Update the documents with the predictions of the neural network, for instance converting label probabilities into label attributes on the document lines.

By default, this is a no-op.

PARAMETER DESCRIPTION
docs

Batch of documents

TYPE: Sequence[PDFDoc]

batch

Batch of predictions, as returned by the forward method

TYPE: BatchOutput

inputs

List of preprocessed features, as returned by the preprocess method

TYPE: List[Dict[str, Any]]

RETURNS DESCRIPTION
Sequence[PDFDoc]

Additionally, there is a fifth method:

post_init

This method completes the attributes of the component, by looking at some documents. It is especially useful to build vocabularies or detect the labels of a classification task.

PARAMETER DESCRIPTION
gold_data

The documents to use for initialization.

TYPE: Iterable[PDFDoc]

exclude

The names of components to exclude from initialization. This argument will be gradually updated with the names of initialized components

TYPE: Set[str]

Implementing a trainable component

Here is an example of a trainable component:

from typing import Any, Dict, Iterable, Sequence, List

import torch
from tqdm import tqdm

from edspdf import Pipeline, TrainablePipe, registry
from edspdf.structures import PDFDoc


@registry.factory.register("my-component")
class MyComponent(TrainablePipe):
    def __init__(
        self,
        # A subcomponent
        pipeline: Pipeline,
        name: str,
        embedding: TrainablePipe,
    ):
        super().__init__(pipeline=pipeline, name=name)
        self.embedding = embedding

    def post_init(self, gold_data: Iterable[PDFDoc], exclude: set):
        # Initialize the component with the gold documents
        with self.label_vocabulary.initialization():
            for doc in tqdm(gold_data, desc="Initializing the component"):
                # Do something like learning a vocabulary over the initialization
                # documents
                ...

        # And post_init the subcomponent
        exclude.add(self.name)
        self.embedding.post_init(gold_data, exclude)

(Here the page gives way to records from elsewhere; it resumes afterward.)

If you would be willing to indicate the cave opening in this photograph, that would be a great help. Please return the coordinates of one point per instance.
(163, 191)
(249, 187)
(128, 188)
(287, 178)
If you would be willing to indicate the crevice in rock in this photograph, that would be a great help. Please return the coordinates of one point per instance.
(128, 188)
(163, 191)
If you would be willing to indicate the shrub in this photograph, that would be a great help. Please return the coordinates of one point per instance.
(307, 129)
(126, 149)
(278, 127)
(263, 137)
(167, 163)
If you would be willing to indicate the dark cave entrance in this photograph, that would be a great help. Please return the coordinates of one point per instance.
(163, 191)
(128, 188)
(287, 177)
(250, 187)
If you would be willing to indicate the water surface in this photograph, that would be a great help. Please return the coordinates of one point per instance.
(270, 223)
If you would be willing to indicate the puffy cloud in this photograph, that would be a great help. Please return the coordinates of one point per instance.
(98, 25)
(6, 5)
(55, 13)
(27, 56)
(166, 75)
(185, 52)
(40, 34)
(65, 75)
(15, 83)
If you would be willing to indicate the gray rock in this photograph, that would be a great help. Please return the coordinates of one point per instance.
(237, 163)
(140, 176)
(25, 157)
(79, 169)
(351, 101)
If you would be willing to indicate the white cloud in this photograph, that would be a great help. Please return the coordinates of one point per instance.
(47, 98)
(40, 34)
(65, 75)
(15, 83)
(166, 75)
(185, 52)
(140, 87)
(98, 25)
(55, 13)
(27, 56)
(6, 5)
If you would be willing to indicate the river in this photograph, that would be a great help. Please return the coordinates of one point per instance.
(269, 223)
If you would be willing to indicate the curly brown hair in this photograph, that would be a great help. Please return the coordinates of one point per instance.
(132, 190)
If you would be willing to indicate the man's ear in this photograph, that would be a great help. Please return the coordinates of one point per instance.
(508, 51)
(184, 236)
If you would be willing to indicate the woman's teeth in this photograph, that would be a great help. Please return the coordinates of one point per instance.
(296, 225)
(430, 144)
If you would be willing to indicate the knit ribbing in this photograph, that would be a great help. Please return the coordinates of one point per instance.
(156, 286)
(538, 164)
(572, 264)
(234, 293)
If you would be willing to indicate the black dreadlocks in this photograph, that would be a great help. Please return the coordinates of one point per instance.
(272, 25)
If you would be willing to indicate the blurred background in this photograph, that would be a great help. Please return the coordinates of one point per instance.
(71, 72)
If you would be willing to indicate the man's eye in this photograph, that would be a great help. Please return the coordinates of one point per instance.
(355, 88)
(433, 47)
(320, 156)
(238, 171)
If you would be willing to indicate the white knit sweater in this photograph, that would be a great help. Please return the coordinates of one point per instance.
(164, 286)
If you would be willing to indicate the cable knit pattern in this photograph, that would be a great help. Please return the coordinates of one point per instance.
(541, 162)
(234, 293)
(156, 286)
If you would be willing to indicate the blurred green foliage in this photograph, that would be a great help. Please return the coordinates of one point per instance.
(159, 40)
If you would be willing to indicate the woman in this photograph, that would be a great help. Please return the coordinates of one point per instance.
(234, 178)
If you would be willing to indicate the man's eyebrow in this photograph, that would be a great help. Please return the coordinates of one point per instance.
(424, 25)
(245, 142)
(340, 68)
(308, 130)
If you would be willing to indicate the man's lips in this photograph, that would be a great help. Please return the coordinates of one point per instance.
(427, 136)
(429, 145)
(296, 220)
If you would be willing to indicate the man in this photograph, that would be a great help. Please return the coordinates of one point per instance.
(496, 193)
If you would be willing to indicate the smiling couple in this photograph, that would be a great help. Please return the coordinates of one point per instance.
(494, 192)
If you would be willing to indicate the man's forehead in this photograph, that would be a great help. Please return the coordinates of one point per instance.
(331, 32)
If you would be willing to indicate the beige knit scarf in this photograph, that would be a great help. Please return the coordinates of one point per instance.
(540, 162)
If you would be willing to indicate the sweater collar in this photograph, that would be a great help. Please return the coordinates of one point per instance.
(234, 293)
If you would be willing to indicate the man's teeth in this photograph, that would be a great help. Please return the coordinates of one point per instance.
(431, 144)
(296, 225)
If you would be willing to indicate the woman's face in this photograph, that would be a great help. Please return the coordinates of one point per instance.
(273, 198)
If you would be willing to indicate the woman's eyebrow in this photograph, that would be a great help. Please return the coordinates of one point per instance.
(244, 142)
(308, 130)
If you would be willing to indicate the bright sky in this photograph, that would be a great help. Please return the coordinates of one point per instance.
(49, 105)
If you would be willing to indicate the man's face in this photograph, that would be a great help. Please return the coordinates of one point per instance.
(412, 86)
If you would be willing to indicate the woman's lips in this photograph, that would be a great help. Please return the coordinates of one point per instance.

        # Initialize any layer that might be missing from the module
        self.classifier = torch.nn.Linear(...)

    def preprocess(self, doc: PDFDoc, supervision: bool = False) -> Dict[str, Any]:
        # Preprocess the doc to extract features required to run the embedding
        # subcomponent, and this component
        return {
            "embedding": self.embedding.preprocess_supervised(doc),
            "my-feature": ...(doc),
        }

    def collate(self, batch) -> Dict:
        # Collate the features of the "embedding" subcomponent
        # and the features of this component as well
        return {
            "embedding": self.embedding.collate(batch["embedding"]),
            "my-feature": torch.as_tensor(batch["my-feature"]),
        }

    def forward(self, batch: Dict, supervision=False) -> Dict:
        # Call the embedding subcomponent
        embeds = self.embedding(batch["embedding"])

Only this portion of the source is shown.